Biography
I completed the BA in History of Art at King's College, Cambridge (graduated 2015), and stayed to complete the MPhil in History of Art and Architecture (2016). My MPhil thesis looked at aspects of French Gothic portal sculpture, particularly depictions of clouds and vapour, which were considered by scholastic thinkers to be halfway between spirit and matter, often serving as a visual liaison between corporeal and immaterial elements of complex sculptural programmes.
My PhD research investigated broader questions of perspective and pictorial space in fifteenth-century sculpture, focussing on English and Netherlandish examples. The Norwich Cathedral cloister bosses formed the central case study for this project. The thesis advanced a phenomenological approach to the study of sculptural space, and incorporated the thought of medieval perspectivist theologians such as Peter of Limoges and Nicholas of Cusa.
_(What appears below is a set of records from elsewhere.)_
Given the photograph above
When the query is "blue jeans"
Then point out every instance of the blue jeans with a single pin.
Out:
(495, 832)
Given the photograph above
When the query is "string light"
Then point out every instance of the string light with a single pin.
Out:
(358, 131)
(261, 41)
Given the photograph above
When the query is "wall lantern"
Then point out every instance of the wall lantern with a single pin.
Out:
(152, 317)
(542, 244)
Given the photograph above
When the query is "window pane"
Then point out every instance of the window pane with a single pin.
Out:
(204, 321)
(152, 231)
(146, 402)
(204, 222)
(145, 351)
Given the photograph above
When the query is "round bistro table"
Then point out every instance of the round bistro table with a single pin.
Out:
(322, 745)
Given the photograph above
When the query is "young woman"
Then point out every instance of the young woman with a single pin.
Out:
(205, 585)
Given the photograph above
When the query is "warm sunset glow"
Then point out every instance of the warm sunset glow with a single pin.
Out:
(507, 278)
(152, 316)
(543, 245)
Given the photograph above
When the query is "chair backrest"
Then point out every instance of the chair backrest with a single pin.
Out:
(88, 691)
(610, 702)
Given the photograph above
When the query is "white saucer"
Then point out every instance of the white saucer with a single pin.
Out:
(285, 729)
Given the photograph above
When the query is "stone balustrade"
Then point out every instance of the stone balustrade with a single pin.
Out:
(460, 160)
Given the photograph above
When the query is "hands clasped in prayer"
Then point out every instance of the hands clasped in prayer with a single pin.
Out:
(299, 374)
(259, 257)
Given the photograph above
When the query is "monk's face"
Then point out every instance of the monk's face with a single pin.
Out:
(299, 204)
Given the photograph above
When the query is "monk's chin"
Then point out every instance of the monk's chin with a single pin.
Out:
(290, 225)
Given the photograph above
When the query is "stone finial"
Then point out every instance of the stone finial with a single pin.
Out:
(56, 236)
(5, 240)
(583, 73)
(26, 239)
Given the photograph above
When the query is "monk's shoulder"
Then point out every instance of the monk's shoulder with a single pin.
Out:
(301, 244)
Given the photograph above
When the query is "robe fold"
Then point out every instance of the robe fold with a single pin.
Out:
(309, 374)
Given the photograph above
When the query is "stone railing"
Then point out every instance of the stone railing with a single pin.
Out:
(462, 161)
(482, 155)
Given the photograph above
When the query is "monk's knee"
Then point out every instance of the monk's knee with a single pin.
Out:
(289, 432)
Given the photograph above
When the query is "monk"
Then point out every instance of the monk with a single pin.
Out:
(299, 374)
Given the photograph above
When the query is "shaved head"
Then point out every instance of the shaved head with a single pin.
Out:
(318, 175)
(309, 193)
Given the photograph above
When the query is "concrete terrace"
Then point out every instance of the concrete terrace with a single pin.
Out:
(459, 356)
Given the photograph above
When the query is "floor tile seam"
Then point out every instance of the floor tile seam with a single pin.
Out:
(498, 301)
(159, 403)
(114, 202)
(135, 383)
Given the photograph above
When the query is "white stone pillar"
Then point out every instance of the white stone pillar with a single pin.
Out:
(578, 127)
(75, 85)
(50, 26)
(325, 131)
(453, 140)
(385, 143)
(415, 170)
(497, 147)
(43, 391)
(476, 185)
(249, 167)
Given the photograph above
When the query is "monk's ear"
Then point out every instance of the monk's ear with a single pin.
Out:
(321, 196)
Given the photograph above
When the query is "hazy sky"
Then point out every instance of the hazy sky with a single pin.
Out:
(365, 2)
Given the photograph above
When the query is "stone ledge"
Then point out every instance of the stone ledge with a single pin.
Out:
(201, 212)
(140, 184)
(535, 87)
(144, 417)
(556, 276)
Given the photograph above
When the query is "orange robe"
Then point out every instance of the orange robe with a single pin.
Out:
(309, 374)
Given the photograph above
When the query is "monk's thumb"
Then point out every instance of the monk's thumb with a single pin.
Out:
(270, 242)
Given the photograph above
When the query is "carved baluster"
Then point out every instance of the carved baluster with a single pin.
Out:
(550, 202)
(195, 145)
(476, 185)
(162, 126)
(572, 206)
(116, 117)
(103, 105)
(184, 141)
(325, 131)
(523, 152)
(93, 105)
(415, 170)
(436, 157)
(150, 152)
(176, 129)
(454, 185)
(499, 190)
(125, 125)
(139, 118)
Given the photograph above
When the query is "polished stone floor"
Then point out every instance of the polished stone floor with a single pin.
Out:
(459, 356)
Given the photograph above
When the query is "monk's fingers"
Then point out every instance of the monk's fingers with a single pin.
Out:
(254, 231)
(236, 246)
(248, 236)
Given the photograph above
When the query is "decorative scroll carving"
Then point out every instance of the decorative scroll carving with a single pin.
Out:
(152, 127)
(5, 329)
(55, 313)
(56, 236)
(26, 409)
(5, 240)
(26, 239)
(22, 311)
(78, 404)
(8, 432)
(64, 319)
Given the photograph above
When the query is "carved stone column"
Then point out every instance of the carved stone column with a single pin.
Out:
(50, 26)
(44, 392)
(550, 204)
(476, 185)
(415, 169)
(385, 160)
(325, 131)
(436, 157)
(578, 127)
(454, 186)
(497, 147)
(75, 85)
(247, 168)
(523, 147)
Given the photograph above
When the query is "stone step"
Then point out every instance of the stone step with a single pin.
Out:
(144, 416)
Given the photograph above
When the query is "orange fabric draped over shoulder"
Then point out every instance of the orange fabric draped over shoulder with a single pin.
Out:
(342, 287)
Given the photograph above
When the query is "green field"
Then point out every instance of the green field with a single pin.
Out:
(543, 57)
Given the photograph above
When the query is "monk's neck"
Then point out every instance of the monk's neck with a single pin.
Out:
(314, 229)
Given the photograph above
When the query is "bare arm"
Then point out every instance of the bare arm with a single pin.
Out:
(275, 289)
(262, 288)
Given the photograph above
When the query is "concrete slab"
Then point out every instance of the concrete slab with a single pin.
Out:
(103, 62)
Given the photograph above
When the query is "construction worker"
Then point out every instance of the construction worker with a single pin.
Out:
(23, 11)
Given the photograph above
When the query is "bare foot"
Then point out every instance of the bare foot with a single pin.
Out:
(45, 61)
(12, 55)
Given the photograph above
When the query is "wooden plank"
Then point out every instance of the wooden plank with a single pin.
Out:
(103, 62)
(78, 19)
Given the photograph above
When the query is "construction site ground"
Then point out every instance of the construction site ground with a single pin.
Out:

A chapter summarising the thesis' argument is forthcoming: 'Questions of Sculptural Space: The Later Bosses from Norwich Cathedral Cloister c.1411-1430' in Munz, Niko et. al. (eds.), Perspectives on Early Renaissance Pictorial Space (Brepols, forthcoming).
Having completed the PhD in 2019, I took the BA in Theology, Religion and Philosophy of Religion, at Jesus College, Cambridge (graduated 2022), while training for ordination in the Church of England at Westcott House.
I continue to write about the places where art and theology meet, contributing reviews and articles to Times Literary Supplement, Art and Christianity, and The London Magazine.